Trwające nieustannie od niedzielnego popołudnia zamieszki w stolicy Ukrainy zmusiły prezydenta Wiktora Janukowycza do rozmów z liderami opozycji.
W Kijowie trwają zamieszki, które rozpoczęły się w niedzielne popołudnie. Wielotysięczny tłum zaatakował milicyjną blokadę w pobliżu Majdanu Niepodległości w Kijowie. Protestujący zaatakowali milicjantów przy pomocy drewnianych pałek. Spalili także milicyjny autobus, stojący ok. pół kilometra od ukraińskiego parlamentu. Milicjanci użyli granatów hukowych oraz gazu łzawiącego. W poniedziałek rano protestujący obrzucili blokady butelkami z benzyną.
Jak podaje BBC, w odpowiedzi na krytyczną sytuację na ulicach Kijowa prezydent Ukrainy Wiktor Janukowcz zgodził się rozmawiać z proeuropejskimi politykami i liderami protestów.

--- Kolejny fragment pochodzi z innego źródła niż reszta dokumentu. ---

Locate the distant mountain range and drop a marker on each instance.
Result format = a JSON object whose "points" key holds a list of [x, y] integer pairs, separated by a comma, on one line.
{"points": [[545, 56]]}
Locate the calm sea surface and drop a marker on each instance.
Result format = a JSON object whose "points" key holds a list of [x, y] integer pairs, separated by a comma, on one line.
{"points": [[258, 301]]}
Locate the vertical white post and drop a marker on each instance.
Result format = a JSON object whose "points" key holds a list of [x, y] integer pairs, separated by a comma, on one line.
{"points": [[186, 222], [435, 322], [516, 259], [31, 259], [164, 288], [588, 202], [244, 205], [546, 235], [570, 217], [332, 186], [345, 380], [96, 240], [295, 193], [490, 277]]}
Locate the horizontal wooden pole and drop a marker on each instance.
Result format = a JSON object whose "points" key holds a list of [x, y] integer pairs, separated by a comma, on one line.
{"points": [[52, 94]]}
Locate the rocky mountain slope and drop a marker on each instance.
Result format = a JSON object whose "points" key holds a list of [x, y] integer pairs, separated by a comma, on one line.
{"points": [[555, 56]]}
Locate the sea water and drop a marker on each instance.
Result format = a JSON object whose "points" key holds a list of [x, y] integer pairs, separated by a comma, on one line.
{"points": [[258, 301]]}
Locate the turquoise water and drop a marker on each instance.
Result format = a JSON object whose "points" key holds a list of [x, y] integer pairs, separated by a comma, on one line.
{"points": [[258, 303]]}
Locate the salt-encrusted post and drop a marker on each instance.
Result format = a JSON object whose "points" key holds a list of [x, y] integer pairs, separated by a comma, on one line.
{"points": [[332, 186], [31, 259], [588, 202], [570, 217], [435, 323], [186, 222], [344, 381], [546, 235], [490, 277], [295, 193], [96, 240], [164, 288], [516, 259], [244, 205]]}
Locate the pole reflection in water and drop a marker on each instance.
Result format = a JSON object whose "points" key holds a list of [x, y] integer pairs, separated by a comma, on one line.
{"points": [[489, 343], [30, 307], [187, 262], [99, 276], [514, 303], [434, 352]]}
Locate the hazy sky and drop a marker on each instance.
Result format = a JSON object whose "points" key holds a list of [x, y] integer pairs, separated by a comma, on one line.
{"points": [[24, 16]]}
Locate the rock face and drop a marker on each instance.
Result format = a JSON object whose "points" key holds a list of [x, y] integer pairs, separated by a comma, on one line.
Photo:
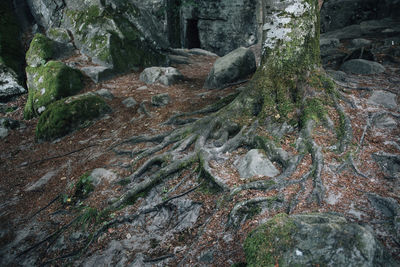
{"points": [[220, 26], [9, 84], [385, 99], [362, 66], [314, 239], [160, 100], [256, 163], [234, 66], [116, 34], [48, 83], [166, 76], [69, 114]]}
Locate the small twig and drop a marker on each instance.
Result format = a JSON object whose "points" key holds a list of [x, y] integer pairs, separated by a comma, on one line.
{"points": [[56, 157]]}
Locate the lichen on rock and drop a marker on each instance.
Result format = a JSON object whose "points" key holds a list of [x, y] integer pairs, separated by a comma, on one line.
{"points": [[67, 115], [40, 50], [48, 83]]}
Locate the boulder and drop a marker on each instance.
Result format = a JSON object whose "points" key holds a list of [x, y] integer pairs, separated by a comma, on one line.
{"points": [[233, 67], [166, 76], [129, 102], [383, 98], [362, 66], [41, 50], [389, 163], [9, 83], [317, 239], [7, 124], [360, 42], [118, 34], [328, 43], [105, 94], [256, 163], [101, 175], [98, 73], [160, 100], [48, 83], [69, 114]]}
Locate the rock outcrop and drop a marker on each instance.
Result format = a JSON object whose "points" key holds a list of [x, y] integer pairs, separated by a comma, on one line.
{"points": [[233, 67], [69, 114], [314, 239], [48, 83]]}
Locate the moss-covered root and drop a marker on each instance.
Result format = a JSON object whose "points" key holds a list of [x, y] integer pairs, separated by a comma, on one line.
{"points": [[266, 244], [157, 177], [67, 115]]}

W poniedziałek decyzją prezydenta zbierze się komisja - w której skład wejdą politycy wszystkich opcji - celem zatrzymania rosnącej fali przemocy na Ukrainie.
Demonstracje z użyciem butelek z benzyną to reakcja na przyjęte przez ukraiński parlament kontrowersyjne przepisy ograniczające swobody obywatelskie na Ukrainie. Władze uchwaliły między innymi cenzurę w internecie, rejestrację historii przeglądarek, zakaz blokady budynków, utrudnienia w demonstrowaniu czy rejestrację agencji pozarządowych jako "agentów z zagranicy"

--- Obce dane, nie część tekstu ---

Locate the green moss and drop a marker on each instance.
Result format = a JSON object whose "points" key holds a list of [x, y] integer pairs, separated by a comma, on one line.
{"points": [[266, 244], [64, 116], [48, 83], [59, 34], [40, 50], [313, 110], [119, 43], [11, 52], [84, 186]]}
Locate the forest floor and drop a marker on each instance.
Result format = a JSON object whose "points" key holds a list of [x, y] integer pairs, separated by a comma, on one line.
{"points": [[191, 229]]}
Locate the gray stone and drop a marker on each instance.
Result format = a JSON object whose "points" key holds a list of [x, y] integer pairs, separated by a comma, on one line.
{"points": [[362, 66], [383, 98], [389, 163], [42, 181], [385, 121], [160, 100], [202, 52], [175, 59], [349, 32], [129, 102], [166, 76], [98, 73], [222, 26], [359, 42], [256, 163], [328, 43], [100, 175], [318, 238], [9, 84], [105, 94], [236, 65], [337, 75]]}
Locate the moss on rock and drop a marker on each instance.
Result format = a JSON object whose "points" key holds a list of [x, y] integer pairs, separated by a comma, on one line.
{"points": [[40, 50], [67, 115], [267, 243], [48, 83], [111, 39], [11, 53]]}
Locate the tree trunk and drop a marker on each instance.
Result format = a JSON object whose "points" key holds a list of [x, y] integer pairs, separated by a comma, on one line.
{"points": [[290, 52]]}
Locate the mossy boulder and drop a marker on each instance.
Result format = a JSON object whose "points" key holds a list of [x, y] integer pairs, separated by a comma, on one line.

Na Ukrainie protesty zwolenników integracji z Unią Europejską trwają od nocy z 21 na 22 listopada, po tym jak rząd Ukrainy zdecydował o wstrzymaniu prac przygotowujących podpisanie umowy stowarzyszeniowej Ukrainy z unią Europejską. Pierwsze demonstracje miały miejsce na Majdanie Niepodległości w Kijowie. Wyjaśniając swoją decyzję, prezydent Janukowycz podkreślił, że nigdy nie zrobi niczego przeciwko własnemu narodowi.